Mussel Gazpacho Shooters
Ingredients
2 lb (1 kg) mussels1/4 cup (50 mL) white wine
1/4 cup (50 mL) diced red onion
2 Roma tomatoes, deseeded and finely diced
1/2 medium yellow pepper, finely diced
1/2 English cucumber, finely diced
2 shallots, finely diced
2 ribs celery, finely diced
1/4 cup (50 mL) olive oil
1 cup (250 mL) mussel broth (see below)
1 cup (250 mL) tomato juice
2 tbsp (30 mL) chipotle Tabasco sauce
Salt and pepper to taste
Coarse sea salt
Directions
Place mussels in a pot with wine and onion. Turn heat to high; cover and cook until pot starts to steam (about 4 minutes). Remove mussels from shells and reserve the broth.
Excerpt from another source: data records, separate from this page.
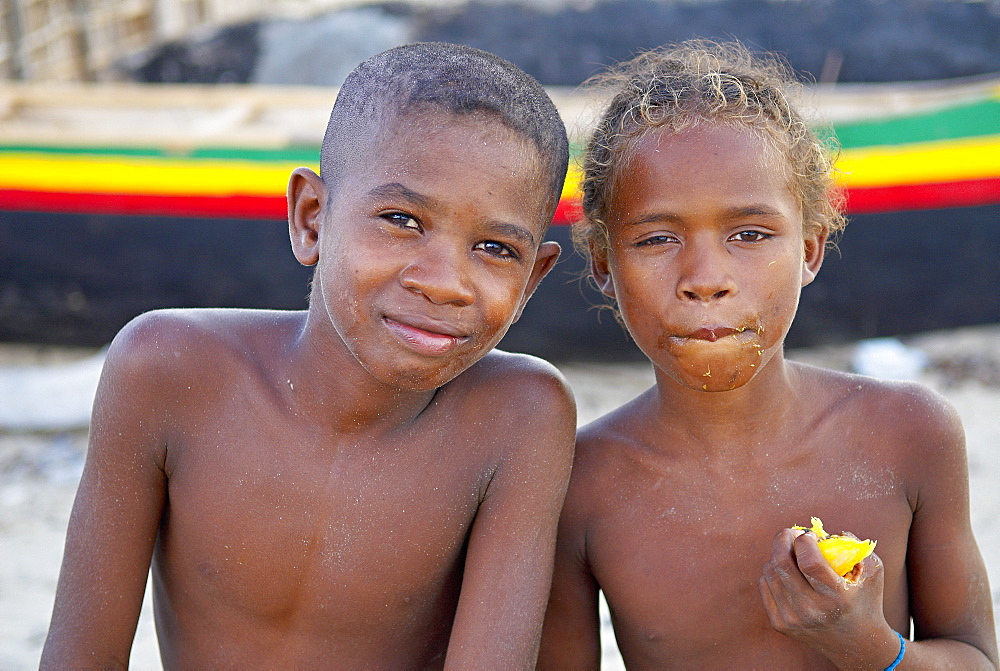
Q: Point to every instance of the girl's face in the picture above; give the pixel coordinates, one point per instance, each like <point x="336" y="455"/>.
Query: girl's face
<point x="707" y="255"/>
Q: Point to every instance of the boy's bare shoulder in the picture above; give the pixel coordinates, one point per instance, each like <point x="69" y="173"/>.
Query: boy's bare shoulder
<point x="176" y="344"/>
<point x="512" y="380"/>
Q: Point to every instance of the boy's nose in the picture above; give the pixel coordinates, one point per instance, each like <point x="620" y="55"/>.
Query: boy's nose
<point x="440" y="276"/>
<point x="705" y="276"/>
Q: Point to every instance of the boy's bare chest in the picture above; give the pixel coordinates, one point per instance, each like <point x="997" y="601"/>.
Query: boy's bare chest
<point x="268" y="523"/>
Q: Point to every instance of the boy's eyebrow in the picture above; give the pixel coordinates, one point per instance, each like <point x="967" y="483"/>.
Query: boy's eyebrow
<point x="397" y="190"/>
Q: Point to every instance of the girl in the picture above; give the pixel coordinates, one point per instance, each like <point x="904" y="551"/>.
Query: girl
<point x="708" y="202"/>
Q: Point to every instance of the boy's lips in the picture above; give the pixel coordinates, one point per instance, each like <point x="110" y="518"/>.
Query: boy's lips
<point x="425" y="336"/>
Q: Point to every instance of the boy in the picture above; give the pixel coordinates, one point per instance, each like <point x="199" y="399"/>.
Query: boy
<point x="363" y="484"/>
<point x="708" y="205"/>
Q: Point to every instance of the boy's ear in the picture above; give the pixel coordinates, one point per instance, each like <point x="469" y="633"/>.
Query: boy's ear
<point x="306" y="200"/>
<point x="599" y="269"/>
<point x="545" y="260"/>
<point x="815" y="247"/>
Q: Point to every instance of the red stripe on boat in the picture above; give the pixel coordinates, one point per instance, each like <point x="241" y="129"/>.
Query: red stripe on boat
<point x="941" y="195"/>
<point x="215" y="207"/>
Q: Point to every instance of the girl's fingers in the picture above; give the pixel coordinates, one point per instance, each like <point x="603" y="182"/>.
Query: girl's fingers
<point x="812" y="565"/>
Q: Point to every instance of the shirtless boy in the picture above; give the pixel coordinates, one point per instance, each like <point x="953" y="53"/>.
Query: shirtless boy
<point x="708" y="205"/>
<point x="363" y="484"/>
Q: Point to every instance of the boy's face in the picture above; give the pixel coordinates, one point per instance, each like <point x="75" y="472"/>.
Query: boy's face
<point x="429" y="246"/>
<point x="707" y="256"/>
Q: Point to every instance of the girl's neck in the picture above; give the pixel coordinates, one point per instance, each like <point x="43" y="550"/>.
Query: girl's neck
<point x="755" y="414"/>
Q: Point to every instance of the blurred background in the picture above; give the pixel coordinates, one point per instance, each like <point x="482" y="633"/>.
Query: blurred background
<point x="145" y="146"/>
Place vegetables in large bowl; add olive oil, mussel broth, tomato juice and Tabasco. Stir well and season with salt and pepper. Chill for at least 2 hours before serving.
To serve, place 2 mussels at the bottom of a 2 oz (57 g) shot glass. Fill glass with gazpacho, then top with a mussel and a sprinkle of sea salt. Makes 24 servings.
Tip: You can serve these shooters as an appetizer or an hors d’oeuvre, but it’s wise to have plenty on hand; your guests may want more than one!